Neogi T et al. in population-based cohort study evaluated the effects of bisphosphonate use on the clinically relevant endpoint of knee replacement (KR) surgery. Past trials of bisphosphonates in knee osteoarthritis have yielded conflicting results.
The researchers used data from The Health Improvement Network (THIN), a general practitioner electronic medical records representative of the general UK population. We identified older women who had initiated bisphosphonate use after their incident knee OA diagnosis. Each bisphosphonate initiator was propensity score-matched with a non-initiator within each 1-year cohort accrual block. The effect of bisphosphonates on the risk of KR was assessed using Cox proportional hazard regression.

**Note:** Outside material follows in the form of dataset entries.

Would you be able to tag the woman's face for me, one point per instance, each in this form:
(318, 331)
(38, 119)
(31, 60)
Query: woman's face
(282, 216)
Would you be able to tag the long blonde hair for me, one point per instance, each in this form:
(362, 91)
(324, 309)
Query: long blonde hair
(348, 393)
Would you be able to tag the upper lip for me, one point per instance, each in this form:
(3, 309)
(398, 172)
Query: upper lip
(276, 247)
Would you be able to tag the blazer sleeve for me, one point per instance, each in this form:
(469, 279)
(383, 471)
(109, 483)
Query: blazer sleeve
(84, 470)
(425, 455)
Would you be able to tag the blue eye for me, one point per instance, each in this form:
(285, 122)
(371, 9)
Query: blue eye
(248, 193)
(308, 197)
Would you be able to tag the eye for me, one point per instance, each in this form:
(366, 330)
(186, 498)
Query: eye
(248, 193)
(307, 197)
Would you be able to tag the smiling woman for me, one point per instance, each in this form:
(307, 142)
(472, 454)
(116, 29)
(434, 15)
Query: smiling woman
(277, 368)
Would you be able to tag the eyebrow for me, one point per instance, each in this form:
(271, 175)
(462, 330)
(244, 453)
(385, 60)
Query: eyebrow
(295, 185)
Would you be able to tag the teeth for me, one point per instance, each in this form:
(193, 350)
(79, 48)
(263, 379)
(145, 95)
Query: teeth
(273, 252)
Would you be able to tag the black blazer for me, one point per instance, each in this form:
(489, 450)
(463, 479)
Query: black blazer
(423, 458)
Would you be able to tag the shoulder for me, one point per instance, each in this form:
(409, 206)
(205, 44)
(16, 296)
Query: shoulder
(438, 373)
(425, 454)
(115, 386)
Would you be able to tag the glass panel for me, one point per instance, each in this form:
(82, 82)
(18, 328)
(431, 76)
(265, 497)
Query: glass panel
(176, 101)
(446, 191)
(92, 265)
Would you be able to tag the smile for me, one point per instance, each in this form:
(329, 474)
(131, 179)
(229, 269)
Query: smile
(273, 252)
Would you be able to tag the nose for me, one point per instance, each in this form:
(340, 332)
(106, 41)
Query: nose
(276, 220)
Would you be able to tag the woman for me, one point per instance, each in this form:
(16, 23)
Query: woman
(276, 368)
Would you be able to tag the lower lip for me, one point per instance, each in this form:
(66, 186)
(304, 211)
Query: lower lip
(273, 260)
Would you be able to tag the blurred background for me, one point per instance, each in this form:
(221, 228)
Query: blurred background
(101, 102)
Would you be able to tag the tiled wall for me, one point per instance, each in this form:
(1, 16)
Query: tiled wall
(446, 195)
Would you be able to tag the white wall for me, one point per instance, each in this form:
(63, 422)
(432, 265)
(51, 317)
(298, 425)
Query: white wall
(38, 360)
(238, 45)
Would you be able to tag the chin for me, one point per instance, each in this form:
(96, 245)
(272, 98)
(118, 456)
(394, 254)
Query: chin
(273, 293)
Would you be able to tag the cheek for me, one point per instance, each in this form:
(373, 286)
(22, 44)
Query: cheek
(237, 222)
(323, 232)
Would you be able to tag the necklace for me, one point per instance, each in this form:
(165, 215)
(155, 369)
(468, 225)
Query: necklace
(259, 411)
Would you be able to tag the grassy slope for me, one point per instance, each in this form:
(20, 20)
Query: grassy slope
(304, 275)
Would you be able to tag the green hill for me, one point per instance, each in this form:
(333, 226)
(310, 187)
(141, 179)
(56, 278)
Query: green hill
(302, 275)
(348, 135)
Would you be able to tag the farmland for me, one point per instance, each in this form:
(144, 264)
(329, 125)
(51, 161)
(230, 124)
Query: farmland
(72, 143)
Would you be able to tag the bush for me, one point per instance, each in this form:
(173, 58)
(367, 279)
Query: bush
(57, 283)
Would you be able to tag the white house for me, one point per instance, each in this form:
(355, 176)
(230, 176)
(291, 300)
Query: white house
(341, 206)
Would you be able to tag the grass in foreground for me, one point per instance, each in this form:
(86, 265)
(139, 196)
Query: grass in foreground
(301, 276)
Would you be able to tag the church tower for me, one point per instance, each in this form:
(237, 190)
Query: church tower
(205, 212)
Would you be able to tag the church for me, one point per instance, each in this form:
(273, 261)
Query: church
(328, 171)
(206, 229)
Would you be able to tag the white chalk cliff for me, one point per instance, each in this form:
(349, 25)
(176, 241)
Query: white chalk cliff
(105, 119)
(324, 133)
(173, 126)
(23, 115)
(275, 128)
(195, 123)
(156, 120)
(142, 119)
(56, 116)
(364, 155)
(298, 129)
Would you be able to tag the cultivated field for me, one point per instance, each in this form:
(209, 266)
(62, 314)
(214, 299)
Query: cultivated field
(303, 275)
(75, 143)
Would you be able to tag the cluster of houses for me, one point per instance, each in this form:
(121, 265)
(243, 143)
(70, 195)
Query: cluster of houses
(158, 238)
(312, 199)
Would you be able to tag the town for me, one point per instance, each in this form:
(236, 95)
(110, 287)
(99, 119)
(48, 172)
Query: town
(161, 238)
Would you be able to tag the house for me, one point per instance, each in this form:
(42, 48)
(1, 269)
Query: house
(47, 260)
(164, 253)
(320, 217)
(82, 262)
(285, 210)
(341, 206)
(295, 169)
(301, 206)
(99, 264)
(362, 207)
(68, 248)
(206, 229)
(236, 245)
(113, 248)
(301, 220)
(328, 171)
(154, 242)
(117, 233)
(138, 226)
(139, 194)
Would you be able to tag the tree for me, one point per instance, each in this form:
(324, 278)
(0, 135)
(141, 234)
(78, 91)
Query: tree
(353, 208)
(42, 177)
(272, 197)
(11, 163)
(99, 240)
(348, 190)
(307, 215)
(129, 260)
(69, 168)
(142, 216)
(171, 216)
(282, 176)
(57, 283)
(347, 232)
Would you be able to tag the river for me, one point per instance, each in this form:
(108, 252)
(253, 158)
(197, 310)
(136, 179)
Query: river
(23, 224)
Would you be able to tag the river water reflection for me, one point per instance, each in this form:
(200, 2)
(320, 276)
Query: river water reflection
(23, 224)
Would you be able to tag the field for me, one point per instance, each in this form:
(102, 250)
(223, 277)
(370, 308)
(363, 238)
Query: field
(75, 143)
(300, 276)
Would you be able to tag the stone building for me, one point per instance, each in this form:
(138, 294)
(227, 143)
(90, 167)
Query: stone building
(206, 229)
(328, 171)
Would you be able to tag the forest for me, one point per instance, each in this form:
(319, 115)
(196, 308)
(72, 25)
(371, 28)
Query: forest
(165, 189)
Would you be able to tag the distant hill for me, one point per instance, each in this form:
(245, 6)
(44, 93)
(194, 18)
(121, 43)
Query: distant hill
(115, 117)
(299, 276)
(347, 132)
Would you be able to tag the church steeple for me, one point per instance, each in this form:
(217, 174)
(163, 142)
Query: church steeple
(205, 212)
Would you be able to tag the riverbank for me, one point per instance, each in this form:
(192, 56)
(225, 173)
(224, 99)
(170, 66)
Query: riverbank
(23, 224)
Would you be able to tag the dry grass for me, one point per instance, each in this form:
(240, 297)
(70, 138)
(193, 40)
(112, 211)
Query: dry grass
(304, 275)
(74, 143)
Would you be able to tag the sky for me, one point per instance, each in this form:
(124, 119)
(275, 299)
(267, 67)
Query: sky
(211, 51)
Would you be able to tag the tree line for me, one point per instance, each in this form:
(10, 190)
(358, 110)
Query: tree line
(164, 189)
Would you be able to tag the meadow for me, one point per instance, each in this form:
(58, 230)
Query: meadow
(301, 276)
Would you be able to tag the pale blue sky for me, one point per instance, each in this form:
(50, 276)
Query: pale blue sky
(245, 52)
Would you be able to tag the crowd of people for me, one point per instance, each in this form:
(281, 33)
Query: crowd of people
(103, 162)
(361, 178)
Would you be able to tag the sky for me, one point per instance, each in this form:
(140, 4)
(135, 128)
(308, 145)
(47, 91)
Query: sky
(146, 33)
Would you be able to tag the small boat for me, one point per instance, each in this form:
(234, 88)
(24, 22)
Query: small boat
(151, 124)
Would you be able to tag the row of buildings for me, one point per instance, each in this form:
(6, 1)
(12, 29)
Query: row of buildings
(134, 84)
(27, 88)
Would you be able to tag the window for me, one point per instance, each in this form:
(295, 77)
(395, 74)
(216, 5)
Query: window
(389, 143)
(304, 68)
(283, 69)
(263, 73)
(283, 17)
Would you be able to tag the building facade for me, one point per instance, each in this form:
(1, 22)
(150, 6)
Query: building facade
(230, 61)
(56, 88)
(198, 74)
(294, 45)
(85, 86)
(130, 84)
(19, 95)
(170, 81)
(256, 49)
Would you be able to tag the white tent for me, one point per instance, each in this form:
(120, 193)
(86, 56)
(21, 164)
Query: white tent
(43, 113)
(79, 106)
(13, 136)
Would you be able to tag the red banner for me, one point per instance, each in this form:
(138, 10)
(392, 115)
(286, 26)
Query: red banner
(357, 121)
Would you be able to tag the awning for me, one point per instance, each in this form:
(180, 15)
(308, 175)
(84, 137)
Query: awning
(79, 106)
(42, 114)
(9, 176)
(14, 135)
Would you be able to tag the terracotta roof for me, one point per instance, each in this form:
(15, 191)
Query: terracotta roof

The researchers identified 2006 bisphosphonate initiators, who were matched to 2006 non-initiators(mean age 76, mean body mass index 27), with mean follow-up time of 3 years. The crude incidence rate of KR was 22.0 per 1000 person-years among the initiators, and 29.1 among the non-initiators. Bisphosphonate initiators had 26% lower risk of KR than non-initiators(HR 0.74, 95% CI 0.59 to 0.93); these results were similar when additionally adjusted for potential confounders in the propensity score (HR 0.76, 95% CI 0.60 to 0.95). Results of sensitivity analyses supported this protective effect.
It was concluded that in older women with incident knee OA, those with incident bisphosphonate users had a lower risk of KR than non-users of bisphosphonates, suggesting a potential beneficial effect of bisphosphonates on knee OA.